Top Things to See in Harbin
The major tourist attractions in Harbin include Ice and Snow World, Central Street, the Russian Orthodox church, the Saint Sophia Cathedral, and the Siberian Tiger Park.
Harbin's ice and snow festival is the big attraction during the winter months, while Central Street, with its multifaceted, international architectural styles and its many diverse shops and bazaars, as well as Saint Sophia Cathedral, the Siberian Tiger Park and the Heilongjiang Provincial Museum, can be enjoyed year-round, though a visit to these is naturally more appealing during the summer months.
Read more on Harbin Attractions.
History of Harbin
The Russian influence on this part of China was nearly as pervasive as the Portuguese influence on Macau or the British influence on Hong Kong, not to speak of the international influence on the city of Shanghai.
The Russian influence was also felt in the city of Harbin in the form of numerous Russian Orthodox churches, the most famous of which is the Saint Sophia Cathedral with its quintessentially Russian onion-shaped turrets (the onion-shaped turret of the typical Russian Orthodox church is a Byzantine inheritance, modified to its more sloping, onion shape in Russia in order to inhibit the accumulation of snow, of which there was no lack during a typical Russian winter, as both Napoleon and Hitler would bitterly come to realize).
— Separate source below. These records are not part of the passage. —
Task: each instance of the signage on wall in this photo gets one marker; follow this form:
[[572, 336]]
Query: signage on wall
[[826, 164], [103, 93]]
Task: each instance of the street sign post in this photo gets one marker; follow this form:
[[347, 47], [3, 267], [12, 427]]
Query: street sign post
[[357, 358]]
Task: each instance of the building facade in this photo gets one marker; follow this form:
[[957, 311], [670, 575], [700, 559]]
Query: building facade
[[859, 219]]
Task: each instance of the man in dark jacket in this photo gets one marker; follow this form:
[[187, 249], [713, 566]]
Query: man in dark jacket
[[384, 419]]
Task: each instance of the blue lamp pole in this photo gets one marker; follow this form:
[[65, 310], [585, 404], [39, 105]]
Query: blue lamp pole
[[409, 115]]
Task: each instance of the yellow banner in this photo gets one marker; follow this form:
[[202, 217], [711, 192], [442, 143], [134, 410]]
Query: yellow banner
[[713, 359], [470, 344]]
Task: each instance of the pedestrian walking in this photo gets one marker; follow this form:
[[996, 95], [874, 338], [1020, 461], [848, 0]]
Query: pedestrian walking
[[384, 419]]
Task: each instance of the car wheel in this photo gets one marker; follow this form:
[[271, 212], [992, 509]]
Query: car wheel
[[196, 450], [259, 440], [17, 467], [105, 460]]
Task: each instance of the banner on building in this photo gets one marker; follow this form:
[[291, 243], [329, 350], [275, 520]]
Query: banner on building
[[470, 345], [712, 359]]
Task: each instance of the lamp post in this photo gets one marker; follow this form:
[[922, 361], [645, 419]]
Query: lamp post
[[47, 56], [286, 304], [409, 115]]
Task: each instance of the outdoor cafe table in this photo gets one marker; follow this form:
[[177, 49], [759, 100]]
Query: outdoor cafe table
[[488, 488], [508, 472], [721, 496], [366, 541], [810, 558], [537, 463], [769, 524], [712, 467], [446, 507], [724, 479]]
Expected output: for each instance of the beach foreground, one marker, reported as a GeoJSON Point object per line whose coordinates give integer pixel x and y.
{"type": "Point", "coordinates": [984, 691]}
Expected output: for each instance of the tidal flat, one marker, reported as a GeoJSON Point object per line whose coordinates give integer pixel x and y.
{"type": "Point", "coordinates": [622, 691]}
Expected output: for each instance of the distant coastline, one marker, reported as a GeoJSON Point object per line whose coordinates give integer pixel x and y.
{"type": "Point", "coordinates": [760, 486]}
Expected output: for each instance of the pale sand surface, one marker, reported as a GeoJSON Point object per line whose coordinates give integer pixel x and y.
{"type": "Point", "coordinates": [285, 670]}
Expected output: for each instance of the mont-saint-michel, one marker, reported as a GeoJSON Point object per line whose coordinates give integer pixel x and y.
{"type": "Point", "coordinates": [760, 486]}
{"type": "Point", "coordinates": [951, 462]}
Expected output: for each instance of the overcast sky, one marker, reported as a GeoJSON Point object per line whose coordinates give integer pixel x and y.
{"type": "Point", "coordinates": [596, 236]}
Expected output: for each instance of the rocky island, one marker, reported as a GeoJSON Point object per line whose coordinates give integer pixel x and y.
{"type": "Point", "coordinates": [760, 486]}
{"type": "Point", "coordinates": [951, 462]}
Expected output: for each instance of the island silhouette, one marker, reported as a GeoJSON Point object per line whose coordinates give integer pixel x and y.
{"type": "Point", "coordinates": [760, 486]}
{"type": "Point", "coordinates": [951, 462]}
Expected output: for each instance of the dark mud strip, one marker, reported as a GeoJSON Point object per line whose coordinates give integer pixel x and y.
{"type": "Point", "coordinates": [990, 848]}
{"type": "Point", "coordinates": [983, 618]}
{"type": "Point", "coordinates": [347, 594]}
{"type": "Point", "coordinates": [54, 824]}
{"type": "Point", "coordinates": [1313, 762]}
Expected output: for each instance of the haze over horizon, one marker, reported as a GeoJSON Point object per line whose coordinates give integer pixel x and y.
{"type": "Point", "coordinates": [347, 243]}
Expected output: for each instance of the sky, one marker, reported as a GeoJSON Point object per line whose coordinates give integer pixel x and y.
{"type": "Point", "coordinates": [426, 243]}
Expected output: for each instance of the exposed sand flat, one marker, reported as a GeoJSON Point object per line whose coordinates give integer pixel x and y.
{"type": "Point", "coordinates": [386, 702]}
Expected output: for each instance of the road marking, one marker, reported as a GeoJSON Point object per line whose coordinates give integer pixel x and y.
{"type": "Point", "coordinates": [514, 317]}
The imposingly stately Saint Sophia Cathedral remains Harbin's architectural landmark.
Throughout the region, Russia established a system of public schools modeled after the Russian school system. Russian language newspapers and Russian language periodicals of various stripes were common throughout the region. Many of these Russian Orthodox churches suffered severe damage, and some were entirely destroyed during the Cultural Revolution (1966-1976).
During the decade-long Cultural Revolution, Heilongjiang Province absorbed portions of present-day Inner Mongolia, notably the Hulunbuir League, or the part of Inner Mongolia that lies immediately below T-rex's/ the swan's neck (or what would be called a panhandle in the US, the most famous of which is the Texas Panhandle, though the Oklahoma Panhandle, which lies immediately above the Texas Panhandle, has a much more panhandle-like shape). As with many other impermanent changes during the Cultural Revolution, this change was later reversed.
After the opening of China in the post-Mao era, the city of Harbin again came under significant Russian influence. Indeed, Russia is today Heilongjiang Province's main trade partner, accounting for some 53 % of the province's foreign trade.